Es zwang sich zu einem Grinsen, obwohl ihm nach dem Gedankengang nicht mehr wirklich danach zumute war. »Du findest uns ’ne Bar.«
»Gerne auch mehrere.«
»Mal sehen.«
Martin bog links ab, fuhr gefühlt durch zwanzig Seitenstraßen und fünfmal durch dieselbe, bis Sam nicht mehr zweifelsfrei sagen konnte, ob es sich hier einfach nicht genug auskannte oder Martin wirklich keine Ahnung hatte, wo er hinwollte. Ausgehend vom bisherigen Weg war seine Orientierung definitiv nicht die allerbeste, aber offensichtlich noch ausreichend für einen Job, der viel Fahren beinhaltete.

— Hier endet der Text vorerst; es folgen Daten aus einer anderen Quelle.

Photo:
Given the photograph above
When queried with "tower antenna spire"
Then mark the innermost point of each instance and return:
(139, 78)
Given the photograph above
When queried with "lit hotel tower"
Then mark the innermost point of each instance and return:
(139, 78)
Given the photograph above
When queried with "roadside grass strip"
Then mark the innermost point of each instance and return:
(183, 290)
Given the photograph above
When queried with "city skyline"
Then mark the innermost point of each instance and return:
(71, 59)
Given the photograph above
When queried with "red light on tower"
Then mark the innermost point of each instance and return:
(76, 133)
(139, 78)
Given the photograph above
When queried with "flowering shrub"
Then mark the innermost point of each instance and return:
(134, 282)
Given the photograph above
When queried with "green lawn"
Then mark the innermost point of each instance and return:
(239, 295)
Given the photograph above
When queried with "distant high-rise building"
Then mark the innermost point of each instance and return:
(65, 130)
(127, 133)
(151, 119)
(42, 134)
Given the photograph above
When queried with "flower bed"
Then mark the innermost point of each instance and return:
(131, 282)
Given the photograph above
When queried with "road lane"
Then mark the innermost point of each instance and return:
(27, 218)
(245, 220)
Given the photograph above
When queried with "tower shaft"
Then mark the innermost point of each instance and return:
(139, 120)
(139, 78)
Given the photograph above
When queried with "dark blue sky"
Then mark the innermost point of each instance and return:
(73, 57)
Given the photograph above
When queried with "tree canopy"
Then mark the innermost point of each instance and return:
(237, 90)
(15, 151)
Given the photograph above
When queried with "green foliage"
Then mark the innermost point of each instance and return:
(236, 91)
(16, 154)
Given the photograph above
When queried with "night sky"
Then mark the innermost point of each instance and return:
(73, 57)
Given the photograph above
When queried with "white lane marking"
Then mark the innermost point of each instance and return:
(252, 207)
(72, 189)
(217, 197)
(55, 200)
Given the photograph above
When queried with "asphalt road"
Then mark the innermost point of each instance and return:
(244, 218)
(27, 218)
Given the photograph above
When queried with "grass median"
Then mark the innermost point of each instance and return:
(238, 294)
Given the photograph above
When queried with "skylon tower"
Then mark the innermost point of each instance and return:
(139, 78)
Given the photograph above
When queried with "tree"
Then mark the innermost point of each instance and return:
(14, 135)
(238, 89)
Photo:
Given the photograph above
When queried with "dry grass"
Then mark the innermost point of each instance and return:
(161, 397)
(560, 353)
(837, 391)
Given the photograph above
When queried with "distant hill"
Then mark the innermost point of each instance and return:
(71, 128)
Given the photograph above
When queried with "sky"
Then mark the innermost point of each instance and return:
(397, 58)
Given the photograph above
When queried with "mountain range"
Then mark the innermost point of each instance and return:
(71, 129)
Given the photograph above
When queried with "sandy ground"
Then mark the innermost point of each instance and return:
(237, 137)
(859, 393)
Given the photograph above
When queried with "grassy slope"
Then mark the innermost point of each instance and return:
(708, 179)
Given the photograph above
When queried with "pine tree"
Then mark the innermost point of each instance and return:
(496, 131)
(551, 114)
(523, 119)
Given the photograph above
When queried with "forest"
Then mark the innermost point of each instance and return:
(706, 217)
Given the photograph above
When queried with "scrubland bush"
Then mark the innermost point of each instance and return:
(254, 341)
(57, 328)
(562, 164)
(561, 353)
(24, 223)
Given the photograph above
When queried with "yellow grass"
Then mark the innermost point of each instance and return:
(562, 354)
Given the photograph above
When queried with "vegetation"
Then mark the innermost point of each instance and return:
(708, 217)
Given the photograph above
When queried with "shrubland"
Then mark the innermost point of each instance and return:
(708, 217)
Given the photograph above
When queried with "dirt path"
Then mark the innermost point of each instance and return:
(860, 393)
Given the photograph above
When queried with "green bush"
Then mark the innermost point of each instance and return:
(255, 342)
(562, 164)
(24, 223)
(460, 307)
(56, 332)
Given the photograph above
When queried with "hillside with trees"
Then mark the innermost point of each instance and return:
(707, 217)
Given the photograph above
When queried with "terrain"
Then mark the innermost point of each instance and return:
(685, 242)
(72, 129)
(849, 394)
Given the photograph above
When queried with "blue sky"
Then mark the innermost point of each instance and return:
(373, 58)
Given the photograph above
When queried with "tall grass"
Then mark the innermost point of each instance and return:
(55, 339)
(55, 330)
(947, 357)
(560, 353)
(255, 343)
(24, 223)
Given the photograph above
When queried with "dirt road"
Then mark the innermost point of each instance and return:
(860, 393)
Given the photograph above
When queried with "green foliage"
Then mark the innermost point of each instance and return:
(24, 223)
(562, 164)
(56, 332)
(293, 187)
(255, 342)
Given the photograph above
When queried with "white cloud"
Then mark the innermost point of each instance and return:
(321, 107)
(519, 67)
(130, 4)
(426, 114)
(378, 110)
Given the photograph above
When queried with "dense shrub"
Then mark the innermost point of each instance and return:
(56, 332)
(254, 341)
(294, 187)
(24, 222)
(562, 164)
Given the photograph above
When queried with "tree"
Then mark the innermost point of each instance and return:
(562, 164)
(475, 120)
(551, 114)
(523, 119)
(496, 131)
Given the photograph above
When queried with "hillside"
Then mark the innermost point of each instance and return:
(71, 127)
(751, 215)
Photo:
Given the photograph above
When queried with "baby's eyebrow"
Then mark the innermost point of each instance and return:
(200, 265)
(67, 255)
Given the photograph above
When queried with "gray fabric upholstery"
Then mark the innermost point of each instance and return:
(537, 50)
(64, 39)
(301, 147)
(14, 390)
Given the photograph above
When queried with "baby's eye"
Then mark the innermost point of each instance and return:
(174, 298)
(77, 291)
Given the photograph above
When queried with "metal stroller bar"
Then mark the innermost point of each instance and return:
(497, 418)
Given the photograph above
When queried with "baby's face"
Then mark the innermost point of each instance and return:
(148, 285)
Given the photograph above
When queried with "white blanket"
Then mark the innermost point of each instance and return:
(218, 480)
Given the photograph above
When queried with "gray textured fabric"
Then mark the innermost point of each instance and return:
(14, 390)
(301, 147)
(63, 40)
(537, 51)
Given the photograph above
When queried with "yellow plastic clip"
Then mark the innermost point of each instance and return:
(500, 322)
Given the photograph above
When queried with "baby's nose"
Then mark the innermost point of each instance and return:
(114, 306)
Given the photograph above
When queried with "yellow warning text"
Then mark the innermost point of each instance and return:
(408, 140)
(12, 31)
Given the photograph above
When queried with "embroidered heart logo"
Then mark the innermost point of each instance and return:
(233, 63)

»Ich fahr’ noch kurz tanken«, erklärte Martin nach einem Moment. »Dann eben zu mir und danach können wir los.«
›Dass ich vielleicht auch nach Hause will, vergisst du‹, dachte Sam. ›Schlechter Stil.‹
Martin fuhr an den nächsten drei Tankstellen gekonnt vorbei, die ihm offenkundig zu voll vorgekommen waren, bis er schließlich eine fand, bei der er nicht »Ewigkeiten stehen« musste. Dass das Benzin hier zufällig auch teurer war, war ihm entweder entgangen, der Job zahlte sich wirklich gut aus oder er hatte Eltern im Hintergrund, die ihm das Auto finanzierten.
»Ich komm sofort wieder«, erklärte er, kaum dass der Wagen stand und war kurz darauf schon ausgestiegen.
Sam seufzte, lehnte sich zurück und schloss für einen kurzen Moment die Augen. Egal, was der Kerl noch vorhaben mochte, allzu lange würde es mit Sicherheit nicht bleiben. Erstens war es aus welchen Gründen auch immer seit fünf Uhr morgens wach, zweitens kannten sie sich längst nicht gut genug für ausgiebiges Feiern bis zum Morgengrauen und drittens hatte es heute Abend nach wie vor geplant, zu zeichnen. Seine Linienführung war furchtbar, wenn es getrunken hatte.
»Geh nicht mit ihm mit.«
Sam für nur ein wenig zusammen und öffnete die Augen wieder. Für den ganz großen Schrecken passierte das zu oft.
Es drehte sich langsam um. Auf dem Rücksitz saß jemand Fremdartiges, der erkennbar nicht hierhergehörte. Sam kannte sein Gesicht, die verwuschelten braunen Haare und die leuchtend grünen Augen. Vor allem wegen Letzteren wollte es sich für den Gedanken, die Person sei nicht von dieser Welt, nicht sofort für verrückt erklären. Die Sache sollte ihm mindestens Sorgen machen, doch es wusste, er hatte recht.
»Bitte, geh nicht mit ihm mit«, wiederholte der Fremde und klang leicht außer Atem. Merkwürdig, dass Sam das hören konnte, seine gesamte Erscheinung ließ keinen Makel zu.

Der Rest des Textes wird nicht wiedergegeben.